Investor concerns about the negative impact of the omicron variant on economic growth eased modestly this week, which was good for stocks but unfavorable for mortgage rates. The latest inflation data came in right on target and caused little reaction. Mortgage rates ended the week a little higher.
The Consumer Price Index (CPI) is a closely watched inflation indicator that looks at price changes for a broad range of goods and services. Core CPI excludes the volatile food and energy components and provides a clearer picture of the longer-term trend. In November, Core CPI was 4.9% higher than a year ago, up from an annual rate of increase of 4.6% last month, and the highest level since 1991.
There are many reasons why the annual core inflation rate has jumped from the readings below 2.0% seen earlier in the year, including a tight labor market, strong consumer demand for goods, rising energy prices, and supply chain disruptions. Shortages for many items have caused enormous cost increases, such as used cars prices which are 31% higher than a year ago. Fed officials and economists are divided about to what degree the recent spike in inflation is due to temporary factors caused by the pandemic or are more structural (long-lasting) in nature. As incoming data has tilted more toward the latter case, investors have pulled forward the expected timeline for Fed rate hikes, and the first is anticipated to take place around May of next year.
The JOLTS report measures job openings and labor turnover rates, and the latest data indicated that the labor market remains very tight. At the end of October, there were a massive 11 million job openings, close to the recent record high, and about 4 million more than in January 2020 prior to the pandemic. A high level of job openings reflects a strong labor market, as companies struggle to hire enough workers with the necessary skills. A very large number of employees also willingly left their jobs in October. This is viewed as a sign of labor market strength as well, since people usually quit only if they expect that they can find better jobs.
The Department of Labor releases the total number of new claims for unemployment insurance each week, and the latest reading was just 184,000. This was the lowest level since 1969 and down from elevated figures in the millions seen last spring during the partial shutdown of the economy.

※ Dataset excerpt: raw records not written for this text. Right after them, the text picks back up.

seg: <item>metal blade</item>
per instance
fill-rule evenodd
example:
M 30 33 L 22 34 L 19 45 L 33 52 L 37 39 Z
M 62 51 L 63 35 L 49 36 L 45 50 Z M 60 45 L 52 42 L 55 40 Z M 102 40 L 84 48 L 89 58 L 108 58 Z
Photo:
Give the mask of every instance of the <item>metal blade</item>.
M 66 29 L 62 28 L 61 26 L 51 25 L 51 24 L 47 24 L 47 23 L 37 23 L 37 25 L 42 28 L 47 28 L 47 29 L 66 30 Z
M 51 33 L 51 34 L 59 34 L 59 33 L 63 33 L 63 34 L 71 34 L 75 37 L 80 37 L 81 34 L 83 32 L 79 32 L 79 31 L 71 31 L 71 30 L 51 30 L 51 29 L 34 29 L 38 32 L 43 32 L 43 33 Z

Looking ahead, investors will closely follow news on the omicron variant. Beyond that, the next Fed meeting will take place on December 15, and investors will look for additional guidance on the pace for tapering bond purchases and the timing for future rate hikes. Retail Sales also will be released on Wednesday. Since consumer spending accounts for over two-thirds of U.S. economic activity, the retail sales data is a key indicator of growth. Housing Starts will come out on Thursday. The next European Central Bank meeting also will take place on Thursday.